Integer arithmetic from a computer point of view
A thing that is often overlooked is the way arithmetic operations work in a computer and specifically in the processing unit: not having a clear idea of how the operations are performed and their limitations can cause very important bugs to happen and also help in case you want to reverse unknown code.
In this I will explore how operation on integers (floating point will be treated in a specific, future, post).
Integer encoding
We are interested of the case of a register containing a number: since
the arithmetic inside a CPU is done on registers via the ALU
and
since the registers are size limited, all the
arithmetic operations are intended modulo the size of the registers:
so if \(N\) is the number of bits of the registers we can
only represent (directly) unsigned values between \(0\) and \(2^N - 1\).
Note: there is a tricky part about the representation of numbers, i.e.

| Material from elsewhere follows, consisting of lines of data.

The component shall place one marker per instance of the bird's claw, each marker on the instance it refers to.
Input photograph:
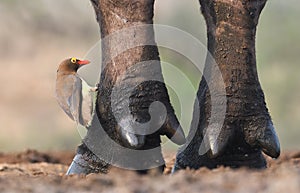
(95, 88)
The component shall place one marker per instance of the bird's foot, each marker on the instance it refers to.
(85, 162)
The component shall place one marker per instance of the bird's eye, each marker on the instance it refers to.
(73, 60)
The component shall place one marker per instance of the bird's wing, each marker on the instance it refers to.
(87, 102)
(64, 91)
(75, 100)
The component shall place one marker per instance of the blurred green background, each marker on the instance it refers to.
(36, 35)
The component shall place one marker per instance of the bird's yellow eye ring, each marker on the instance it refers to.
(74, 60)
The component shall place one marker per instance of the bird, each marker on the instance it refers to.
(72, 92)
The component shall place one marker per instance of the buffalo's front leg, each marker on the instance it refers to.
(133, 105)
(247, 128)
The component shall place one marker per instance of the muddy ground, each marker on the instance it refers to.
(33, 171)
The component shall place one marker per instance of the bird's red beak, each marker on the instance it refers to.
(83, 62)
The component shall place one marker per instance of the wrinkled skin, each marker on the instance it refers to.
(131, 82)
(248, 129)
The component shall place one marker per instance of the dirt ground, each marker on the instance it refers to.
(33, 171)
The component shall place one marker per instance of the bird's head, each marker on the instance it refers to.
(71, 65)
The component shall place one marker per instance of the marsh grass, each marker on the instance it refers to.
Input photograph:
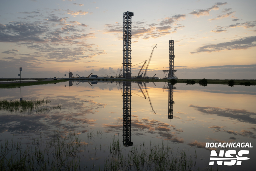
(59, 152)
(159, 157)
(16, 85)
(26, 106)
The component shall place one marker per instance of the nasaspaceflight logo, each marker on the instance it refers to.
(228, 157)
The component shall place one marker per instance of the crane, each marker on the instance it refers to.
(149, 98)
(149, 60)
(142, 68)
(89, 75)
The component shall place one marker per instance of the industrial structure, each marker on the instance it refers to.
(127, 35)
(170, 101)
(171, 70)
(170, 88)
(127, 114)
(70, 74)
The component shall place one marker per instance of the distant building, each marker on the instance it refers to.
(70, 74)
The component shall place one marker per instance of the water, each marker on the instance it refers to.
(95, 112)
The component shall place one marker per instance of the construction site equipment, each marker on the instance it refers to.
(149, 60)
(89, 75)
(141, 91)
(149, 98)
(141, 69)
(127, 35)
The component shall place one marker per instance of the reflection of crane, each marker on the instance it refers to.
(149, 98)
(142, 91)
(149, 60)
(141, 69)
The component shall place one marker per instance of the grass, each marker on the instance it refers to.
(155, 158)
(15, 85)
(59, 153)
(26, 106)
(69, 153)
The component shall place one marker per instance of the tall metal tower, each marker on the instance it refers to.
(171, 60)
(127, 35)
(127, 114)
(170, 101)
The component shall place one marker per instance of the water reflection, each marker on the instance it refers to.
(170, 100)
(127, 114)
(127, 107)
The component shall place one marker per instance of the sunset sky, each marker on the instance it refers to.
(213, 39)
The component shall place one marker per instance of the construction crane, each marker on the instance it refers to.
(142, 68)
(149, 98)
(89, 75)
(149, 60)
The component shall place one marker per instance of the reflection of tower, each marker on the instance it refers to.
(171, 59)
(127, 114)
(170, 101)
(127, 34)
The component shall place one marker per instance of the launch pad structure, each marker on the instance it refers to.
(171, 70)
(127, 35)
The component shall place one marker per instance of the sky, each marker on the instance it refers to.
(49, 38)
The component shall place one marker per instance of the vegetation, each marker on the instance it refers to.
(231, 83)
(69, 153)
(59, 153)
(203, 82)
(154, 158)
(15, 85)
(190, 82)
(26, 105)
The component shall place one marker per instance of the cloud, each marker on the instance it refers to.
(54, 18)
(20, 31)
(78, 4)
(246, 25)
(204, 12)
(238, 44)
(13, 51)
(219, 30)
(168, 21)
(74, 13)
(197, 144)
(154, 30)
(222, 16)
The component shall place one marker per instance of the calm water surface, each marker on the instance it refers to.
(182, 116)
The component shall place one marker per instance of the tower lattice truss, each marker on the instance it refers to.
(127, 114)
(171, 60)
(127, 35)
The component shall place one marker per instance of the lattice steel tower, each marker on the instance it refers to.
(171, 60)
(170, 101)
(127, 35)
(127, 114)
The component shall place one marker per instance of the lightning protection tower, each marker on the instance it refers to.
(127, 35)
(171, 60)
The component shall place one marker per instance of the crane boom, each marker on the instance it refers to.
(149, 60)
(142, 68)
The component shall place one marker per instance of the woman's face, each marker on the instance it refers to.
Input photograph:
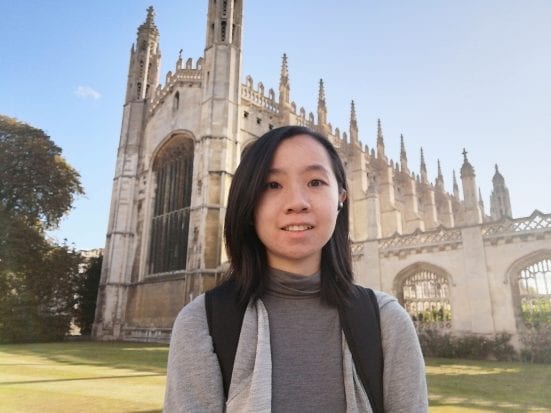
(297, 212)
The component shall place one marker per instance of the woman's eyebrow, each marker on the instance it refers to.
(309, 168)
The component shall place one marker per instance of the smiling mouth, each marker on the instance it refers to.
(296, 228)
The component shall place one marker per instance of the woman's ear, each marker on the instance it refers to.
(342, 196)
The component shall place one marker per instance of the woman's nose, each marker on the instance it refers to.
(297, 200)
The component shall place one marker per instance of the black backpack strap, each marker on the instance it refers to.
(361, 324)
(224, 317)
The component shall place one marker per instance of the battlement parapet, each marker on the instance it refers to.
(419, 241)
(257, 97)
(538, 222)
(183, 75)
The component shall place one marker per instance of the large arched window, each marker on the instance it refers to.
(173, 169)
(534, 287)
(424, 293)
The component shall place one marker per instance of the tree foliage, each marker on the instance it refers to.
(38, 279)
(87, 294)
(36, 183)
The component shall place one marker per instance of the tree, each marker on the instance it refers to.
(38, 279)
(36, 183)
(87, 294)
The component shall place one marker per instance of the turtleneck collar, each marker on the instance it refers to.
(289, 285)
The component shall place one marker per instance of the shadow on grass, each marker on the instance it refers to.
(481, 407)
(130, 376)
(147, 411)
(134, 356)
(487, 385)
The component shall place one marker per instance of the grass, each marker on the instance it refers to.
(82, 377)
(488, 386)
(130, 378)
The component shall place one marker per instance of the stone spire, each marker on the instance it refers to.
(322, 108)
(354, 137)
(380, 141)
(284, 86)
(500, 201)
(480, 202)
(439, 178)
(149, 23)
(467, 169)
(145, 61)
(455, 186)
(473, 215)
(423, 169)
(403, 156)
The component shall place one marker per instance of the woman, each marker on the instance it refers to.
(286, 234)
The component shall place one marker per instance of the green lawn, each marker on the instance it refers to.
(124, 377)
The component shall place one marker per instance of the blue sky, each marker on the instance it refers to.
(448, 75)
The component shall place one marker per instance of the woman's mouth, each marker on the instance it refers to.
(296, 228)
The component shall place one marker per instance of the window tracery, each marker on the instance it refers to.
(425, 296)
(534, 286)
(173, 168)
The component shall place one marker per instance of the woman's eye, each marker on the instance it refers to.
(316, 182)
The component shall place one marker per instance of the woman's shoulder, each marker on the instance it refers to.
(192, 316)
(389, 307)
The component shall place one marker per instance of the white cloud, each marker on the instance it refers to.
(86, 92)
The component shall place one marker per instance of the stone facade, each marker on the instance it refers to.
(180, 143)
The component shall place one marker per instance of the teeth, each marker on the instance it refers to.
(297, 227)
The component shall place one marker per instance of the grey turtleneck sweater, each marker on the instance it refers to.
(194, 381)
(305, 337)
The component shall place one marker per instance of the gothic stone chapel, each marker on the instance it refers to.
(451, 264)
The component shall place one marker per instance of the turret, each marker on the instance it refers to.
(145, 60)
(403, 157)
(121, 239)
(284, 86)
(423, 169)
(222, 68)
(500, 202)
(354, 137)
(473, 214)
(455, 187)
(322, 110)
(439, 183)
(380, 141)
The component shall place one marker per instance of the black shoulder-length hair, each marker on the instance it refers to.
(247, 254)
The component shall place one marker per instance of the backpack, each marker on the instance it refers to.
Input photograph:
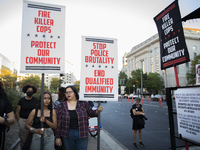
(131, 113)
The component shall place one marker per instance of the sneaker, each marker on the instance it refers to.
(141, 144)
(134, 145)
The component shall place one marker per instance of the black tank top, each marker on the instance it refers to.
(36, 121)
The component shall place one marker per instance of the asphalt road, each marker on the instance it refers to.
(116, 120)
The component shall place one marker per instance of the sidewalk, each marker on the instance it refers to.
(106, 143)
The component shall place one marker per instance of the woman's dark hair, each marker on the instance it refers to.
(51, 102)
(61, 93)
(74, 90)
(3, 94)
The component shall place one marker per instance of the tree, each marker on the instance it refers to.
(191, 76)
(54, 84)
(122, 80)
(8, 78)
(32, 80)
(154, 82)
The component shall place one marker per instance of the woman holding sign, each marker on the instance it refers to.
(72, 117)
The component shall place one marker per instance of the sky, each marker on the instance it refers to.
(129, 21)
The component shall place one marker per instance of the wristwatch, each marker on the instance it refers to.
(6, 120)
(31, 129)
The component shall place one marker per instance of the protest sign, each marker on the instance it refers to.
(43, 37)
(188, 110)
(99, 70)
(173, 50)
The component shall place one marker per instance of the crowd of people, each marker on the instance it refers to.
(64, 123)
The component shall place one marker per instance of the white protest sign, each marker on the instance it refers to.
(43, 37)
(188, 112)
(99, 70)
(198, 74)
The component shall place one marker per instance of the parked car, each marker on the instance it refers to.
(125, 95)
(132, 95)
(157, 96)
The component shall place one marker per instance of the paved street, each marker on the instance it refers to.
(116, 120)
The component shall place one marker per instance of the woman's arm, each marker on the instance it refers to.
(29, 121)
(18, 111)
(53, 124)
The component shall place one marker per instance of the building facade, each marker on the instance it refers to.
(146, 56)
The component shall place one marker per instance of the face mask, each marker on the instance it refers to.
(29, 94)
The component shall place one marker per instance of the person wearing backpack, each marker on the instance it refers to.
(138, 122)
(6, 114)
(25, 105)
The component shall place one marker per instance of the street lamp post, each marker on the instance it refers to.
(141, 85)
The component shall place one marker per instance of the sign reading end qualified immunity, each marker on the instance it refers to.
(188, 113)
(99, 71)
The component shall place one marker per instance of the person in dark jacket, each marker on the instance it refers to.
(6, 113)
(25, 105)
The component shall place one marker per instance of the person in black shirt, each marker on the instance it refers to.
(138, 113)
(50, 122)
(6, 114)
(24, 107)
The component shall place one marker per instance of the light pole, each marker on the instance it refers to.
(141, 85)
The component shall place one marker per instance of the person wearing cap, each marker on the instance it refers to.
(25, 105)
(6, 114)
(138, 113)
(61, 97)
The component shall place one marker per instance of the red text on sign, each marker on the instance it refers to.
(99, 73)
(99, 46)
(44, 14)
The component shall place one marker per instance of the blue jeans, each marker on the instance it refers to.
(73, 142)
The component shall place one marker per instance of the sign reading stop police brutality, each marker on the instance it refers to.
(42, 46)
(99, 70)
(173, 50)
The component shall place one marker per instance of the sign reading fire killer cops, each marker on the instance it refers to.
(99, 69)
(43, 36)
(173, 50)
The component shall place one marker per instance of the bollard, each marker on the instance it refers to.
(142, 99)
(160, 100)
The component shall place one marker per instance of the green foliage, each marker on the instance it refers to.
(54, 84)
(154, 82)
(191, 76)
(32, 80)
(14, 96)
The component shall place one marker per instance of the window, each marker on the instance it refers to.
(157, 57)
(157, 68)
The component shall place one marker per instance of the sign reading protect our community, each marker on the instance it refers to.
(43, 37)
(173, 50)
(188, 112)
(99, 69)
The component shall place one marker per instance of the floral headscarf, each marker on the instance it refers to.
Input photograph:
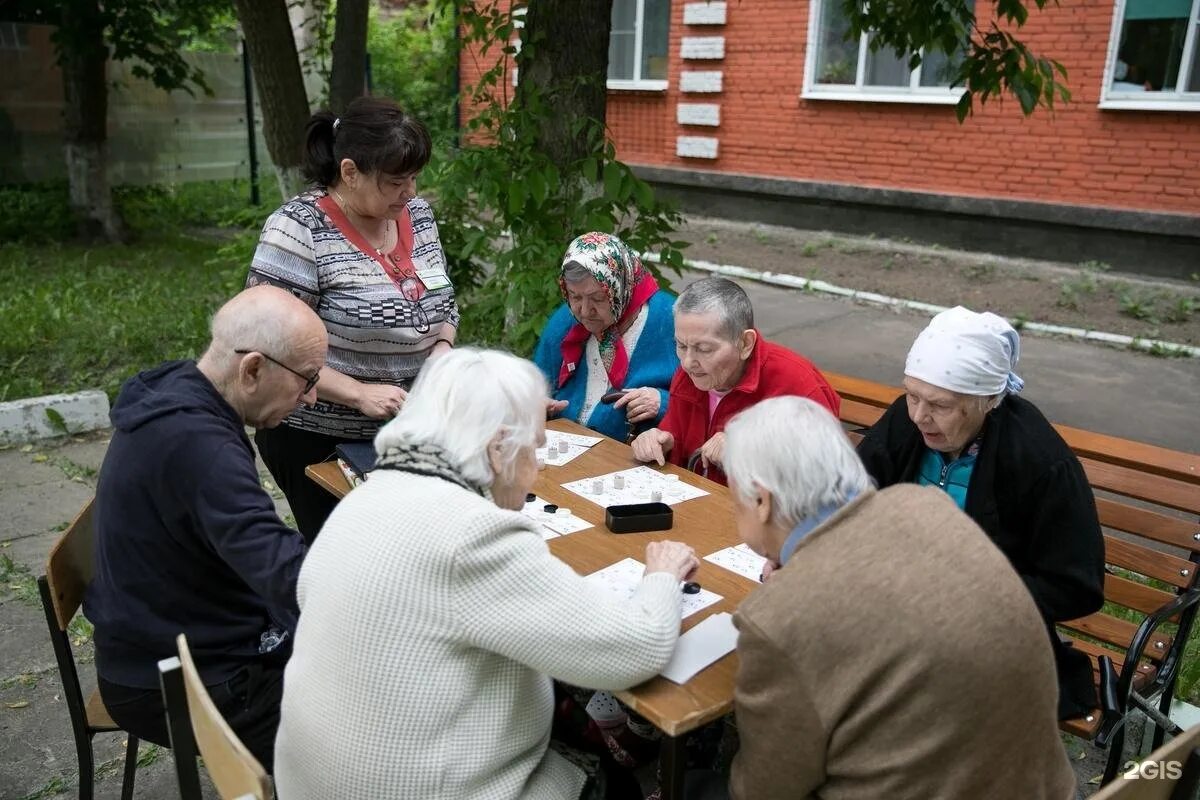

The formula is the following
$$ b = \sum_{i = 0}^{N - 1} b_i 2^i $$
Remember the following properties for binary numbers: completness
$$ \sum_{n = 0}^{N} 2^n = 2^{N + 1} - 1 $$
and shifting - multiplication relation
$$ \eqalign{ 2\cdot2^N &= 2^N + 2^N \cr &= 2^N + \sum_{i = 0}^{N - 1} 2^i + 1 \cr &= 2^N + 2^{N - 1} + 2^{N - 2} + \dots + 2^1 + 2^0 + 1 \cr &= \sum_{i = 0}^N 2^i + 1 \cr &= 2^{N + 1} - 1 + 1 \cr &= 2^{N + 1} \cr } $$
that means that left shifting a binary number is equivalent to multiplying the same number for a power of two (I know, I know, this is obvious).
For signed numbers there is not a unique way to represent them: the quick and dirty way would be to use the most significant bit as sign bit but this has the drawback to have two zeros.
I think that this encoding is not used by anyone in the real world (but I could be wrong), there are more efficient ways.
One's complement
It consists in flipping all the bits of a number, in this way if you define the negative of a given number as the one's complement of it you have the nice property that this two numbers summed are equal to zero. However you have to add one to a subtraction to obtain the correct result
$$ \hbox{one}(x) = 2^N - x $$
$$ -x = \hbox{one}(x) + 1 $$
The problem is that you have two zeros: all bits equal to zero and all equal to one.
Two's complement
It's an extension of the one's complement: to obtain the negative representation of a number you have to take the one's complement and add one: in this way you have an asymmetry between the minimum and maximum number that can be represented, i.e. you can represent values between \(-2^{N - 1}\) and \(2^{N - 1} - 1\). For example with 7 bits you have the interval \((-64, 63)\).
$$ w = - a_{N - 1}\, 2^{N - 1} + \sum_{i = 0}^{N - 2} a_i\,2^i $$
Normally in the code is this the way the negative numbers are represented.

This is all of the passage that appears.